Secretário executivo do BC ressalta que é legítimo ter contas no exterior
27/05/2015 - 14:09
O secretário executivo do Banco Central, Márcio Barreira de Ayrosa Moreira, afirmou que ter contas em bancos no exterior é uma operação legítima. "Temos que ter cuidado para não tratar todos que apareceram na lista do Coaf (relativa à denúncia sobre o HSBC) como criminosos. Estamos fazendo uma série de cruzamentos para verificar isso", disse.
Ele esclareceu que as informações sobre remessas que fogem do padrão são importantes para que se mantenha o controle sobre esses correntistas. "Sabemos a impressão digital dessa operação e, como órgão fiscalizador dos bancos, cobramos essas informações para então averiguarmos se há irregularidades", explicou, em resposta a questionamento do deputado Toninho Wandscheer (PT-PR), relator da subcomissão da Comissão de Fiscalização Financeira e Controle da Câmara dos Deputados dedicada ao assunto, durante audiência pública já encerrada.
O presidente da Comissão de Fiscalização Financeira, deputado Vicente Cândido (PT-SP), destacou acordo que o Brasil está prestes a assinar com os Estados Unidos e indagou se acordo semelhante não poderia ser firmado com a Suíça para acesso a informações.
O presidente do Conselho de Administração de Atividades Financeiras (Coaf), Antonio Gustavo Rodrigues, apoia a iniciativa. "Quanto mais acordos de compartilhamento de informações melhor. O que não podemos permitir é que os sonegadores se valham da soberania nacional para se proteger", afirmou. Segundo notícias de hoje, o secretário de Finanças Internacionais do Departamento Federal de Finanças da Suíça, Jacques de Watteville, afirmou que seu país e o Brasil concluíram negociações para um acordo de troca automática de informações sobre correntistas.

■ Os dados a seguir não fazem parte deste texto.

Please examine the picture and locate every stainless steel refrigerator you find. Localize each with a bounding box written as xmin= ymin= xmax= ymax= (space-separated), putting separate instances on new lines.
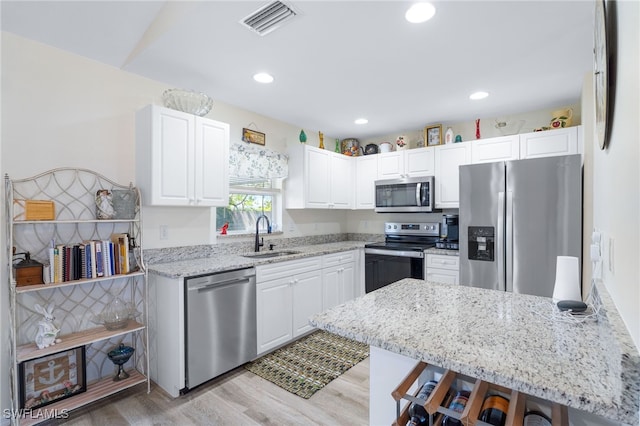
xmin=459 ymin=155 xmax=582 ymax=297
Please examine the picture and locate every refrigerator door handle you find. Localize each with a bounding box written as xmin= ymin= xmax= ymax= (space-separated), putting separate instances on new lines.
xmin=496 ymin=191 xmax=506 ymax=290
xmin=505 ymin=191 xmax=514 ymax=291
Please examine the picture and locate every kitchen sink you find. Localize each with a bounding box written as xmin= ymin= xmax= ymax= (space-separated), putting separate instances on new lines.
xmin=242 ymin=250 xmax=300 ymax=259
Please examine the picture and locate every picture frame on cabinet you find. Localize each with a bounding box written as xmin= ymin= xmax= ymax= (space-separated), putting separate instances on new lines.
xmin=18 ymin=346 xmax=87 ymax=409
xmin=242 ymin=128 xmax=267 ymax=146
xmin=424 ymin=124 xmax=442 ymax=146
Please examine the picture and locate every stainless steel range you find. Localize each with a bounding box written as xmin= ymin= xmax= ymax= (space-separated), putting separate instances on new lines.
xmin=364 ymin=222 xmax=440 ymax=293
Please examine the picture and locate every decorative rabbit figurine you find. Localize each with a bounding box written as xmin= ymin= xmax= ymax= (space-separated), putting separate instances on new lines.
xmin=34 ymin=303 xmax=60 ymax=349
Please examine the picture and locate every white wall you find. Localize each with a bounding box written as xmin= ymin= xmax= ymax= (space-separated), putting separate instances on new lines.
xmin=593 ymin=1 xmax=640 ymax=348
xmin=0 ymin=32 xmax=345 ymax=416
xmin=1 ymin=33 xmax=344 ymax=248
xmin=0 ymin=29 xmax=6 ymax=424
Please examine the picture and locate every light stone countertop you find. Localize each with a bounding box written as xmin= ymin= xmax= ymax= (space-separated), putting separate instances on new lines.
xmin=147 ymin=241 xmax=365 ymax=278
xmin=310 ymin=278 xmax=640 ymax=425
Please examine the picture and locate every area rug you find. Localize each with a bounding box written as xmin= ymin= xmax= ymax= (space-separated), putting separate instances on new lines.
xmin=245 ymin=330 xmax=369 ymax=399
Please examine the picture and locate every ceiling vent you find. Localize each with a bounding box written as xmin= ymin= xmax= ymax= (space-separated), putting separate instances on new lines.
xmin=240 ymin=1 xmax=296 ymax=36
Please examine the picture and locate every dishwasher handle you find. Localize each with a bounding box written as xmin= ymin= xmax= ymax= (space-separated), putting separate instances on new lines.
xmin=185 ymin=268 xmax=256 ymax=291
xmin=187 ymin=277 xmax=251 ymax=292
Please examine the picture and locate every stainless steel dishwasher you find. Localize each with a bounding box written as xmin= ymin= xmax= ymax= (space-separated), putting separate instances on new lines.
xmin=184 ymin=268 xmax=257 ymax=391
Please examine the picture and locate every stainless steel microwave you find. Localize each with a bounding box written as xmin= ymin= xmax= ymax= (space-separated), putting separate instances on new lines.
xmin=375 ymin=176 xmax=434 ymax=213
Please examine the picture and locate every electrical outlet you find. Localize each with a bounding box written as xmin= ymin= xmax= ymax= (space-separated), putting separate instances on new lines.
xmin=160 ymin=225 xmax=169 ymax=240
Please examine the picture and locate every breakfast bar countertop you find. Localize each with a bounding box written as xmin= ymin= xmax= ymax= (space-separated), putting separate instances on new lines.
xmin=310 ymin=278 xmax=640 ymax=424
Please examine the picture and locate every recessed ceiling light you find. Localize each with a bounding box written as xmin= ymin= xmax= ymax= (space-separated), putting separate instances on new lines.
xmin=469 ymin=92 xmax=489 ymax=101
xmin=404 ymin=3 xmax=436 ymax=24
xmin=253 ymin=72 xmax=273 ymax=83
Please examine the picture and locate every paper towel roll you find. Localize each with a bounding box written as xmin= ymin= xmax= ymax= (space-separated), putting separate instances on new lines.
xmin=553 ymin=256 xmax=582 ymax=302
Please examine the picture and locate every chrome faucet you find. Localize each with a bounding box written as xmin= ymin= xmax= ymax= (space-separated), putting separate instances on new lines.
xmin=254 ymin=214 xmax=271 ymax=252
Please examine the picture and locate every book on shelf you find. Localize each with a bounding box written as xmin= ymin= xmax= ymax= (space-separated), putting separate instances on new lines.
xmin=95 ymin=241 xmax=104 ymax=278
xmin=111 ymin=234 xmax=130 ymax=274
xmin=48 ymin=238 xmax=136 ymax=283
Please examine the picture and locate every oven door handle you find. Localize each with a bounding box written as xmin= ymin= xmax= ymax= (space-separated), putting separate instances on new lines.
xmin=364 ymin=248 xmax=424 ymax=259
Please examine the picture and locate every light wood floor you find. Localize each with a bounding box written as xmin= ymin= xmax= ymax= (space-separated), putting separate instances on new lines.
xmin=51 ymin=358 xmax=369 ymax=426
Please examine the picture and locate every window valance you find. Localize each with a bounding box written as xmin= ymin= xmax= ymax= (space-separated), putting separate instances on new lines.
xmin=229 ymin=143 xmax=289 ymax=179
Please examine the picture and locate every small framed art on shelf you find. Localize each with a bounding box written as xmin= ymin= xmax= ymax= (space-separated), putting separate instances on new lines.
xmin=19 ymin=346 xmax=87 ymax=409
xmin=242 ymin=128 xmax=267 ymax=145
xmin=424 ymin=124 xmax=442 ymax=146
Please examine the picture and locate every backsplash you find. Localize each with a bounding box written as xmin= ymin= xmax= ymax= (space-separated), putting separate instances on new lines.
xmin=144 ymin=233 xmax=384 ymax=264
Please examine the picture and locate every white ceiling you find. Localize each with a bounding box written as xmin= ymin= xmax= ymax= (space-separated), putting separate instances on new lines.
xmin=1 ymin=0 xmax=594 ymax=138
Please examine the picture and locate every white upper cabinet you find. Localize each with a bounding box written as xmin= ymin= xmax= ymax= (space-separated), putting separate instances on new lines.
xmin=471 ymin=135 xmax=520 ymax=164
xmin=434 ymin=142 xmax=474 ymax=209
xmin=378 ymin=147 xmax=435 ymax=179
xmin=136 ymin=105 xmax=229 ymax=207
xmin=285 ymin=144 xmax=354 ymax=209
xmin=377 ymin=151 xmax=404 ymax=179
xmin=302 ymin=146 xmax=332 ymax=208
xmin=353 ymin=155 xmax=378 ymax=210
xmin=404 ymin=147 xmax=436 ymax=177
xmin=520 ymin=126 xmax=582 ymax=159
xmin=329 ymin=153 xmax=355 ymax=209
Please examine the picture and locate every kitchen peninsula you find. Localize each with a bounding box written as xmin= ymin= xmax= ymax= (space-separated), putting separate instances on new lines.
xmin=310 ymin=279 xmax=640 ymax=425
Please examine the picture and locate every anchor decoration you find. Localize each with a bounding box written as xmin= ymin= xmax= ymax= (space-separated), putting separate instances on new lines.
xmin=38 ymin=360 xmax=66 ymax=385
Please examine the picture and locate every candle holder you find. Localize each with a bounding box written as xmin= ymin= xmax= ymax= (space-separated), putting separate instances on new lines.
xmin=107 ymin=343 xmax=135 ymax=382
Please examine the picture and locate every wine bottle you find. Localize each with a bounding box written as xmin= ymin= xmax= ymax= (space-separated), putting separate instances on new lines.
xmin=442 ymin=391 xmax=471 ymax=426
xmin=480 ymin=395 xmax=509 ymax=426
xmin=407 ymin=380 xmax=438 ymax=426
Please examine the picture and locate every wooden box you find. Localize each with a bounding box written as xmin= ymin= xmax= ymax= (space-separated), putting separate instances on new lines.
xmin=15 ymin=265 xmax=44 ymax=287
xmin=13 ymin=200 xmax=56 ymax=220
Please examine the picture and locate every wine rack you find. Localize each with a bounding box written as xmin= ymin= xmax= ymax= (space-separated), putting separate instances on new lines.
xmin=391 ymin=361 xmax=569 ymax=426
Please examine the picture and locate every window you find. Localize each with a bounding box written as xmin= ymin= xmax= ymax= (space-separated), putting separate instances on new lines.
xmin=216 ymin=178 xmax=282 ymax=234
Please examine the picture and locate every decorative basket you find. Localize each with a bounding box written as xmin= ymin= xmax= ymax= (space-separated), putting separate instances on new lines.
xmin=13 ymin=199 xmax=56 ymax=220
xmin=162 ymin=89 xmax=213 ymax=117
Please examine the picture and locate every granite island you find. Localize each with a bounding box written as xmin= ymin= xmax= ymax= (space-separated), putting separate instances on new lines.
xmin=310 ymin=279 xmax=640 ymax=425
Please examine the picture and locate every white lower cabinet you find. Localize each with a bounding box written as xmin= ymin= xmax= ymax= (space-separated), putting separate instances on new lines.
xmin=322 ymin=250 xmax=359 ymax=310
xmin=256 ymin=256 xmax=322 ymax=355
xmin=256 ymin=250 xmax=361 ymax=355
xmin=427 ymin=254 xmax=460 ymax=284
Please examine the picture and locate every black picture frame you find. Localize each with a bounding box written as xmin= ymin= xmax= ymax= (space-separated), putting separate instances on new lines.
xmin=18 ymin=346 xmax=87 ymax=409
xmin=242 ymin=127 xmax=267 ymax=146
xmin=424 ymin=124 xmax=442 ymax=146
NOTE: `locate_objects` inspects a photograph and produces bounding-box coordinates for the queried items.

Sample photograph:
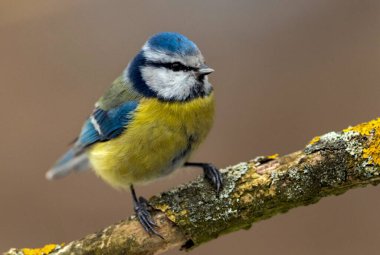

Os dados obtidos pela Receita Federal foram cedidos pelo governo da França, já que o país europeu e o Brasil têm um acordo de compartilhamento de informações para evitar dupla tributação. As informações foram entregues por um ex-funcionário do HSBC na Suíça ao governo francês.
Rodrigues disse ainda que o Coaf não tem poder de investigação e nem gostaria de ter. "Já há instâncias dedicadas a isso. Não é nosso papel", concluiu.
O coordenador-geral de Pesquisa e Investigação da Receita Federal do Brasil, Jorge Luiz Alves Caetano, disse que o foco da Receita hoje é estabelecer novos acordos internacionais para compartilhamento dessas informações e combate à evasão fiscal.